Puisant dans sa longue expérience comme responsable de la Congrégation de la Doctrine de la Foi de 1982 à 2005 au côté de Jean-Paul II, puis comme Pape en exercice de 2005 à 2013, Benoît XVI souligne plusieurs facteurs à ses yeux majeurs dans la crise actuelle, qui s’est manifestée notamment dans les scandales des abus sexuels : « l’écroulement de la théologie morale », impliquant l’oubli de la loi naturelle et des notions objectives de bien et de mal ; une cabale de théologiens contre l’enseignement des Papes en matière éthique, débouchant sur le refus d’admettre l’existence d’actes « intrinsèquement mauvais » ; et un relativisme insinuant que toutes les religions se valent et déniant la « spécificité particulière du christianisme ».

Benoît XVI observe notamment qu’en vingt ans, dans la société, « de 1960 à 1980, les critères valides jusque là en matière de sexualité se sont amenuisés au point de se réduire à une absence de normes ». Il évoque les « conséquences de cette situation dans la formation et dans la vie des prêtres ». Et il rappelle qu’à l’heure de la « révolution de 1968 », on a revendiqué une « liberté sexuelle complète », et qu’alors la « pédophilie » a été « diagnostiquée comme permise et convenable »…

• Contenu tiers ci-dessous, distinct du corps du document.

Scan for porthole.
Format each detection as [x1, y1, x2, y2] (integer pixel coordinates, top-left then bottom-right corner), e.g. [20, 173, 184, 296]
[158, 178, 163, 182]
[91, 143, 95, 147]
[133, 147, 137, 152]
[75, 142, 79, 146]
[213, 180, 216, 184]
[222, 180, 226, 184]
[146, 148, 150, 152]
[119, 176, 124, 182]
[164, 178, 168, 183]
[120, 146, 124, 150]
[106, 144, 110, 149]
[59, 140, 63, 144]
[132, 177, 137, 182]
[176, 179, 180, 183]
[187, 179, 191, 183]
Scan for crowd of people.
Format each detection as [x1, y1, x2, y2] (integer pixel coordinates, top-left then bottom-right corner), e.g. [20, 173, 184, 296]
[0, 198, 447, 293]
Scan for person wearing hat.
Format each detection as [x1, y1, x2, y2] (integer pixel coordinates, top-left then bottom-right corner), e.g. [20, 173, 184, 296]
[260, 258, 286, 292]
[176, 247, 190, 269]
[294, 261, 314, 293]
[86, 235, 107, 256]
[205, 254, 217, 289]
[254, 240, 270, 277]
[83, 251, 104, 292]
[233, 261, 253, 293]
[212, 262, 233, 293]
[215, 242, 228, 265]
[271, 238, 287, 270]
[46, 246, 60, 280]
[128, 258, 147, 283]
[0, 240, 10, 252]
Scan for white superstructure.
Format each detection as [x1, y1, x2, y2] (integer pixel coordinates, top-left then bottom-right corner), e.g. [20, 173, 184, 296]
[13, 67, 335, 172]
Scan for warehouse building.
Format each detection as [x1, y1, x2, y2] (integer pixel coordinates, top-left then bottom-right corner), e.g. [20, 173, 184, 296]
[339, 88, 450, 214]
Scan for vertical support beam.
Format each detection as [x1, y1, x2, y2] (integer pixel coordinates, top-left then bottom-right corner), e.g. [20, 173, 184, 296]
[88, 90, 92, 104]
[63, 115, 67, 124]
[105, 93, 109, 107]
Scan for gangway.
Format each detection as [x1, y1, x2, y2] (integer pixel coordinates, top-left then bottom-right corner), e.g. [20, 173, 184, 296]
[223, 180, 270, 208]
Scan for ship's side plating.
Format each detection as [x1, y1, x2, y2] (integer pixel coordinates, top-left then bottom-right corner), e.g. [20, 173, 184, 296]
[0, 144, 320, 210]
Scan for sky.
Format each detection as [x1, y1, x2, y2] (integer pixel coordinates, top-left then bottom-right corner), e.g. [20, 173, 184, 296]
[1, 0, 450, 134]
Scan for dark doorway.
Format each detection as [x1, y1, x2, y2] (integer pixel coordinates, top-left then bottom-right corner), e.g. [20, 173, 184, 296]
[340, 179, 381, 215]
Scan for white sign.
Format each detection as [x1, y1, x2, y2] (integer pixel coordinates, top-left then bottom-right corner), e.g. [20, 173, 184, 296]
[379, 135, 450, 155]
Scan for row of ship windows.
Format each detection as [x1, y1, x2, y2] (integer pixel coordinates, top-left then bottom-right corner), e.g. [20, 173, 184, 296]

Benoît XVI critique aussi le laisser-aller qui a parasité et altéré ici et là la formation des futurs prêtres « après le concile Vatican II », avec des « clubs homosexuels dans différents séminaires » ; mais aussi la sélection d’évêques choisis pour des profils « critiques et négatifs vis-à-vis de la tradition » ; une grave dévalorisation de l’eucharistie « distribuée à tous » sans recours au sacrement de la réconciliation, ce qui provoque la « destruction de la grandeur du mystère de la Présence réelle » du Christ à la Messe.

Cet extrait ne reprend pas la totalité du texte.